Massachusetts prides itself for taking gun control seriously, and has the results to prove it. The state’s gun mortality rate is the second-lowest in the country: 3.7 gun deaths per 100,000 people, according to the latest available data from the Centers for Disease Control and Prevention, trailing only Hawaii.
But preventing gun violence requires a sustained and vigilant approach. So what are the policy holes that need to be filled next?
Here’s one: Develop a better understanding of where guns used in crime come from, in order to fine-tune interdiction strategies and expose irresponsible sellers.
Crime guns often originate elsewhere, including neighboring states with weak gun laws. That’s not much surprise, considering the difficulty of buying a firearm in Massachusetts. Before anyone can buy a gun in Massachusetts, they have to subject themselves to a background check and file an application for a gun permit from their local police department. Only then can they go to a gun seller. Once they’ve acquired the firearm, they have to register it in a state database.
Yet to avoid that hassle, all one has to do is drive up a few miles to New Hampshire or Maine, where the process is far easier and the rules are looser. New Hampshire does not require background checks online, at gun shows, or in private sales; in Maine, gun dealers or purchasers don’t need to get a state license. Not surprisingly, a 2017 trace data analysis showed that an increased share of crime guns recovered in Boston came from those two New England states.
The more gun data the state analyzes and makes public, the easier it should become to identify trafficking and crime patterns, and the extent to which lost and stolen guns end up in the hands of criminals.
Massachusetts state Senator Cynthia Creem filed legislation this year that builds on existing law requiring all firearms recovered in crimes to be submitted for tracing by local law enforcement. Creem’s bill requires the state to fund a university or nonprofit to analyze the collected trace data and produce biennial reports.
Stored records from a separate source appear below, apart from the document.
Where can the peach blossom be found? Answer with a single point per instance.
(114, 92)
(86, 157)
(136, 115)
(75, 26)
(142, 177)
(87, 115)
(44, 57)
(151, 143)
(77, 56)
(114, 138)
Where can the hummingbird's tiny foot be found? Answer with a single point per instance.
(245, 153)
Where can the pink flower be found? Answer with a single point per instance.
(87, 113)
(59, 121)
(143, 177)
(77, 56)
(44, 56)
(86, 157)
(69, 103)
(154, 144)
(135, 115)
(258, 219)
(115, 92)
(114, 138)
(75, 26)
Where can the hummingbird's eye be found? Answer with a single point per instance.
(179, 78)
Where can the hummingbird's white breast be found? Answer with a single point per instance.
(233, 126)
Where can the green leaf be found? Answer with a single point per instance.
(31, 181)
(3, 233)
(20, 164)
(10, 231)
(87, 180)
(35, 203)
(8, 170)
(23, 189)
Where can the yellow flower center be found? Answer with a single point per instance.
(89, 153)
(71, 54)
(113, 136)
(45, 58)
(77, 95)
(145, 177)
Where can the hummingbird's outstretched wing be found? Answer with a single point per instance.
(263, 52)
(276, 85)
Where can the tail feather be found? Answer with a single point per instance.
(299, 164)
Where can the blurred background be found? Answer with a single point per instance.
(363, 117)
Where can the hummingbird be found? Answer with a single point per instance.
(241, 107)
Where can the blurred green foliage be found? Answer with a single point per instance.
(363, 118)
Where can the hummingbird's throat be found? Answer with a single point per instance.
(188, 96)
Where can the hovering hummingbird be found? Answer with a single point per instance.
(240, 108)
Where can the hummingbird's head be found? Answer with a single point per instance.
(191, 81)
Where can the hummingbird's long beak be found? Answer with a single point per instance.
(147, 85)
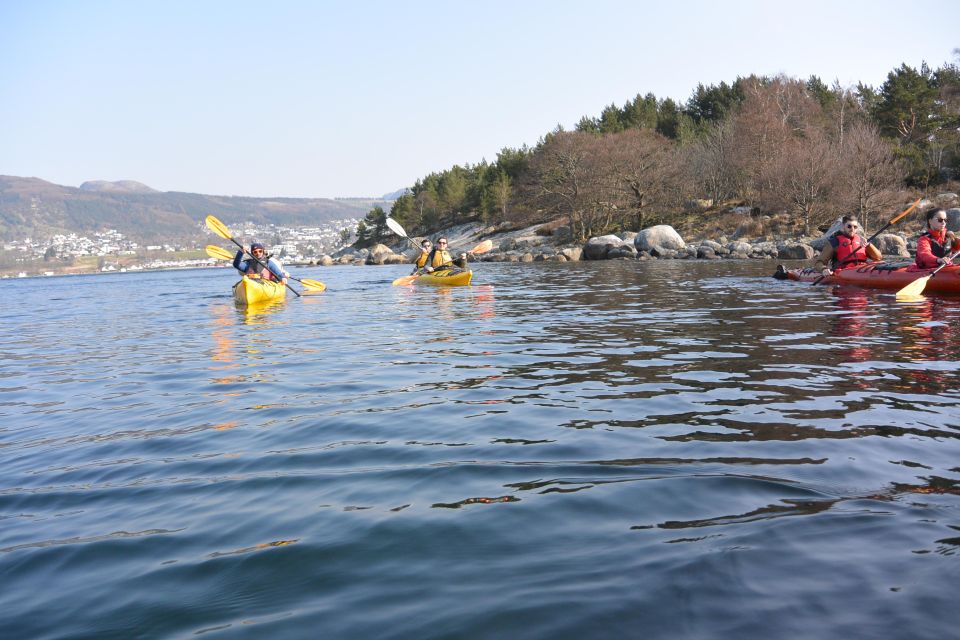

The specific data points for the reporting include: statistics on firearms crimes, arrests, and prosecutions; aggregate data on the sources of crime guns; purchase and sales patterns as they relate to crime guns; and reporting on the usefulness of the existing requirement to notify law enforcement if guns are lost or stolen.
“If you aggregate all that data from tracing for a given year or five years or three years, what it does is that it reveals trafficking patterns,” said John Feinblatt, president of Everytown for Gun Safety, in a meeting with the Globe editorial board last week. “It is extraordinary that data about . . . the sources of crime guns is not public. By not making it public and not using it in the aggregate. . . you’re handcuffing police officers.”
Another idea Feinblatt recommended: Legislators should take aim at gun manufacturers by requiring improvements to gun design like microstamping. That’s a form of ballistic identification technology where a unique code, including the gun’s serial number, is automatically imprinted in the bullet casing as the gun is fired. This allows police to trace a handgun without having to physically recover it, using only the cartridge, which may be all that’s available at a crime scene.
Currently, California is the only state with a microstamping law, which was signed by then-Governor Arnold Schwarzenegger in 2007 and went into effect in 2013. (The District of Columbia passed a similar microstamping law that went into effect in 2018.) It requires that no new or modified handgun models be sold in the state without the technology. But gun manufacturers have refused to update their firearms with microstamping, so no newer gun handgun models have been sold in California since 2013. The gun lobby has also filed suit against the law, a case that is pending before a federal appeals court. But the technology promises to revolutionize crime-solving. On this cutting-edge idea, California has been a leader — even if it has had to endure ensuing legal headaches.
As good as Massachusetts has been on gun control, it can always do better — and it will have to if it wants to remain a model for common-sense improvements to gun safety.